Evolution of Rock starts as the Beatles are becoming famous in the mid-1960s and threads through the mid-1990s. The class, of course, will touch on the 1950s, too, but it chronicles the changes in rock and roll from the Beatles era through the popularity of R&B, Motown, soul, heavy metal and even rap and hip-hop.

It was the Beatles who revived rock and roll after Elvis Presley’s career was slowed by his stint in the Army and then Holly’s death in a plane crash.

“Rock and roll appeared to be on its death bed,” Kireilis says. “It took the Beatles and the British invasion to really re-establish it. Their diversity and the wide breadth and the huge approach and the experimentation, with things like [the 1967 album] ‘Sgt.  Pepper’s, [Lonely Hearts Club Band]’ opened the door to so many ways rock could go.

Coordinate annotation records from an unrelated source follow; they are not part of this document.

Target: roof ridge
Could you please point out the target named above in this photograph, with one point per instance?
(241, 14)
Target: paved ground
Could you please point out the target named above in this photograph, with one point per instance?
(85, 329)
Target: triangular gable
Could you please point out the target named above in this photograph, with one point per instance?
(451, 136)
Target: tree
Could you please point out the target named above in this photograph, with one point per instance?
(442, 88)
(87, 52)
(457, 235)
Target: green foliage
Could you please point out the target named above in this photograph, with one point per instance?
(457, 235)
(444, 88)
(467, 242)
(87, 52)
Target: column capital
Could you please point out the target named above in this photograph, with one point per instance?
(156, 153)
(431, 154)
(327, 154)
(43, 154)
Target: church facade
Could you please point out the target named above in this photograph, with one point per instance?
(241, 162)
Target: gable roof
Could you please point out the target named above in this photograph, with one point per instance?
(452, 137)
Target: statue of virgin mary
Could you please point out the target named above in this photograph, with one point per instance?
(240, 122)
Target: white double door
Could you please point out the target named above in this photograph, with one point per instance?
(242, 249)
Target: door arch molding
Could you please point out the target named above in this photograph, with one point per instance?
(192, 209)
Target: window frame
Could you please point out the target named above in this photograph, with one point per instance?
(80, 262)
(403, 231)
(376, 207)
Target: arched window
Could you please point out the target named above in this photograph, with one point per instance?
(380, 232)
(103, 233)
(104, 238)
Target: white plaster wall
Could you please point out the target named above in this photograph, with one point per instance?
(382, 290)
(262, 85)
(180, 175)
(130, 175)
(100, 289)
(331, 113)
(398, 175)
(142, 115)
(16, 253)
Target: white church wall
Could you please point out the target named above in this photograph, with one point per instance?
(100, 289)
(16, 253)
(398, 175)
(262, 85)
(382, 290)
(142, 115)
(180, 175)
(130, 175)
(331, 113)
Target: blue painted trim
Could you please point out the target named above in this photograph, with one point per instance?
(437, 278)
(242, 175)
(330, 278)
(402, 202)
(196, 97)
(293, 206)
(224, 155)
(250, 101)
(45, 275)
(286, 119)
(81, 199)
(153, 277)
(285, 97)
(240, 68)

Before that, it was just a heavy back beat just like Chuck Berry used to sing, ‘You got a beat, you can’t lose it.’ ”

Kireilis hopes to incorporate some of the fun teaching tools he uses in the Birth of Rock and Roll course.

“I have each student in the class to give an individual presentation,” he says. “It’s a big deal; I call it their 15 minutes of fame. They really get into it with PowerPoints and slides and music. Some dress up and act the part. I always learn something from every student’s presentation. No matter how many times I’ve seen a Little Richard presentation, there’s always something unique.”

And, yes, Michael Jackson, who died tragically at age 50 last week, will play a major role in the Evolution course.

“It’s a big part. He’s the largest-selling artist since the Beatles and probably more,” Kireilis says. “‘Thriller’ sold over 50 million albums. It’s the largest-selling album of any genre of all time.”